Uma câmera de segurança de um parque de vaquejada registrou a correria de vaqueiros após o campeão de vaquejada Francisco Eudázio Lira Soares, conhecido como "Dadá Guedes", ser assassinado a facadas. O crime ocorreu em Quixeramobim, no interior do Ceará, em 7 de junho.
Suspeito foragido
O suspeito do crime é Darlei Teixeira Vitor, também chamado de "Sasom Boiadeiro", de 55 anos. No dia do ocorrido, ele fugiu de moto e está foragido há mais de uma semana. A Delegacia de Quixeramobim está à frente das investigações e realiza buscas para capturá-lo.
O crime
Momentos antes de ser morto, Dadá Guedes agradeceu pelo primeiro lugar em uma das categorias da vaquejada, posição que dividiu com outro competidor. O crime aconteceu quando ele saía da arena para guardar o troféu. O vídeo da câmera de segurança não flagra o momento em que Dadá é atingido com golpes na virilha e no ombro, mas mostra os outros vaqueiros indo a cavalo na direção da vítima, que caiu por trás de um caminhão.

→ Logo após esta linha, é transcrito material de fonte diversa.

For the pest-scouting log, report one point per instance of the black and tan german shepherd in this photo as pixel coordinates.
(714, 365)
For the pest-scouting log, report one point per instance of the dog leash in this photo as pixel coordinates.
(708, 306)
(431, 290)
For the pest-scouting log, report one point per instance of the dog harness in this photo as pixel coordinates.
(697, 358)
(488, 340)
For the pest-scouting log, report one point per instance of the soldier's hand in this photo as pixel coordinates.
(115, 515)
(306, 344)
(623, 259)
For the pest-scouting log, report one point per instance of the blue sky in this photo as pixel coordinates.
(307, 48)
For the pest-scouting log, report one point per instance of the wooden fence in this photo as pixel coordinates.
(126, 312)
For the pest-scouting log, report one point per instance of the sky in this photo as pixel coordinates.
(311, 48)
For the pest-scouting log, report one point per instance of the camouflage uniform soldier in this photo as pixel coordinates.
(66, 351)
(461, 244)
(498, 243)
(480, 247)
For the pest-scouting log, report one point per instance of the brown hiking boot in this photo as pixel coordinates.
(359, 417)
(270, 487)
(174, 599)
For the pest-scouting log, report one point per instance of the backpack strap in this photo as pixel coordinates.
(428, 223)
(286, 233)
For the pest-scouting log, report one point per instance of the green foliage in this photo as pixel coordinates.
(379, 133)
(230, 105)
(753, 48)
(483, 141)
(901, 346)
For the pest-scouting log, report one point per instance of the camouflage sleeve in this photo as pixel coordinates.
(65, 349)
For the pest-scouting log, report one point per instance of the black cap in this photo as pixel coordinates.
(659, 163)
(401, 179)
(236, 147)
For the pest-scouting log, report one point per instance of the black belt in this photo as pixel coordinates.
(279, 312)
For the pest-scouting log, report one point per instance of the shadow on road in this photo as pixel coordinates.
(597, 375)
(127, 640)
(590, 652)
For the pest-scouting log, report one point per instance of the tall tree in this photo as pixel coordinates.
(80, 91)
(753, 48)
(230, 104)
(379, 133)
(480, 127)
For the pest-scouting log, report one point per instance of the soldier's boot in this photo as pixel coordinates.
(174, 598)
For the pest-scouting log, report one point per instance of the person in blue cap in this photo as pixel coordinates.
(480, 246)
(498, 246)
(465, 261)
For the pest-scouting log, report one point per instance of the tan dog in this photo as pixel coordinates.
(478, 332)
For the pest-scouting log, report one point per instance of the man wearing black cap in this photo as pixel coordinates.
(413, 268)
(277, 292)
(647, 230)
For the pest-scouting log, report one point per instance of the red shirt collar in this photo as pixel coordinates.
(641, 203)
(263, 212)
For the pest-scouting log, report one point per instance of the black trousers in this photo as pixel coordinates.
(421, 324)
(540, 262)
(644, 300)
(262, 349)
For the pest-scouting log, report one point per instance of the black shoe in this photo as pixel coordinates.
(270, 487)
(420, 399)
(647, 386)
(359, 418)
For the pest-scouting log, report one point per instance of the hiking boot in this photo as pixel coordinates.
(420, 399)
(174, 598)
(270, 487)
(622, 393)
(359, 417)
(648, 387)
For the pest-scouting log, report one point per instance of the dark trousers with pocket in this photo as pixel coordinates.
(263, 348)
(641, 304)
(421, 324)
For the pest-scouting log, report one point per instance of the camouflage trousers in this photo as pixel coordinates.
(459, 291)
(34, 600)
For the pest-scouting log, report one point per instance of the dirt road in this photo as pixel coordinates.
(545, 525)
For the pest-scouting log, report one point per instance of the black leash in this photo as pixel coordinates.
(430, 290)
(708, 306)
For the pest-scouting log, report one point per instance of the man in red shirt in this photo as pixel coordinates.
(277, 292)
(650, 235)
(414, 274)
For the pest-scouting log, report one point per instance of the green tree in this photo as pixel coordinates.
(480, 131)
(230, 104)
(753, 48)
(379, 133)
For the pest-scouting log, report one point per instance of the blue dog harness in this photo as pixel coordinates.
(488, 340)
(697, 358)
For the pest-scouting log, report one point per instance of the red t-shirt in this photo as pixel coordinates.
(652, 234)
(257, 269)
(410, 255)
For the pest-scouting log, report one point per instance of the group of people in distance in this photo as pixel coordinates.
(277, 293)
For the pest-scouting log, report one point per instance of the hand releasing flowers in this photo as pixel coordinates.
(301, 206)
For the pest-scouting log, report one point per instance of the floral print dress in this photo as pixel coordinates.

Família contesta motivação
Inicialmente, uma testemunha relatou que o crime teria sido motivado porque o suspeito queria que Dadá Guedes dividisse com ele parte do valor ganho na competição, mesmo sem ele ser da equipe. A vítima já havia dividido o prêmio de R$ 2 mil com outro competidor, ficando R$ 1 mil para cada um. No entanto, a família de Dadá Guedes contesta essa versão e acredita que Sasom Boiadeiro "agiu com crueldade" motivado por outra coisa, ainda sob investigação. "Esse cara não tinha nada a ver com a premiação, ele não estava correndo com o Dadá. Ele matou por pura crueldade e a gente quer justiça", disse um parente.
Suspeito competiu na vaquejada
Sasom Boiadeiro participou da mesma vaquejada que Dadá Guedes, mas em categoria diferente. Ele competiu no sábado (6), na categoria "Master", para competidores com mais de 40 anos, mas não se classificou para a final no domingo. Dadá Guedes disputou a categoria "Aberto", que reúne vaqueiros amadores e profissionais. Outro vaqueiro, amigo da vítima, que também ficou em primeiro lugar e dividiu o prêmio, disse não saber a motivação do crime e destacou que o suspeito não teria direito a nenhum valor do prêmio, já que não chegou à fase final.
Colecionador de prêmios
Dadá Guedes era conhecido por ser habilidoso e colecionar prêmios na vaquejada, feito que compartilhava em seu perfil na rede social, com vídeos e fotos dos troféus. Segundo a família, ele sempre trabalhou com animais e era constantemente convidado para participar das vaquejadas como esteireiro ou puxador. Da infância humilde, encontrou na vaquejada sua grande paixão e viajou pelo Ceará e outros estados. "O que ele mais gostava era de vaquejada. Se saía da vaquejada, quando chegava em casa ficava assistindo no celular", disse um parente.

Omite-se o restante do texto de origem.